Deutschland Politik

Hausdurchsuchungen bei AfD‐Nachwuchs in Bayern

Bild: Aktion JA Bayern / Junge Alternative Bayern Facebook

Die Hausdurchsuchungen, die nach Aktion vor der CSU‐Parteizentrale durchgeführt wurden, sehen die Betroffenen als Mittel zur Unterdrückung und als Sabotage.

München. Die bayerische Polizei hat am Freitagmorgen die Wohnungen von sechs Mitgliedern der AfD‐Jugendorganisation „Junge Alternative” (JA) in Bayern durchsucht. Insgesamt waren sechs Personen betroffen, darunter auch der Lantagskandidat Rafael Hauptmann, wie die JA in einem Facebook Eintrag mitteilte. Ermittler hätten „sämtliche Kommunikationsgeräte so wie etliche Kleidungsstücke” beschlagnahmt, so Hauptmann. Die Staatsanwaltschaft München teilte mit, dass sechs Objekte in Bayreuth, Augsburg, Amberg und im Landkreis München durchsucht wurden.
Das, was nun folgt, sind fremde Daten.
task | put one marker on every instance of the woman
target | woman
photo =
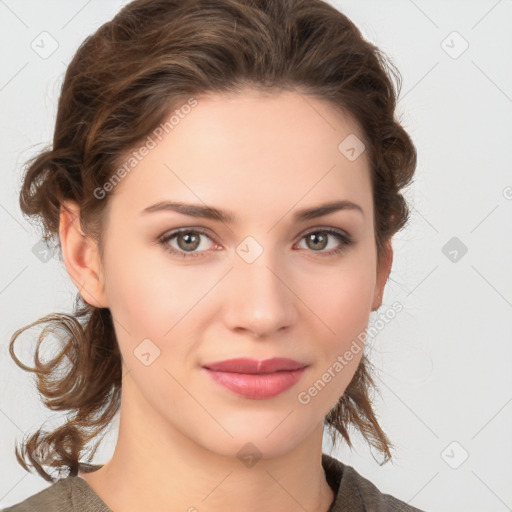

Harsche Kritik von AfD‐Politikern

Hauptmann spricht von einem Skandal: „Da rennen jahrelang Messermänner, Terroristen, Vergewaltiger und ausreisepflichtige Asylbetrüger im Freistaat herum aber bei Sprühkreide und wasserlöslichem Kunstblut vor der CSU‐Zentrale, da schlägt die volle Härte der bayerischen Justiz zu”, so der Politiker in einem weiteren Facebook Eintrag. Die JA sieht in den Hausdurchsuchungen ein Mittel zur Unterdrückung der Opposition seitens der CSU. Auch der AfD‐Bundestagsabgeordnete Udo Hemmelgarn zeigt sich auf Twitter empört:

Nach Angaben der Staatsanwaltschaft wurden die Ermittler aber von sich aus aktiv, die CSU hatte keine Anzeige erstattet. „Aus unserer Sicht ist das ein Fall von öffentlichem Interesse”, sagte die Sprecherin.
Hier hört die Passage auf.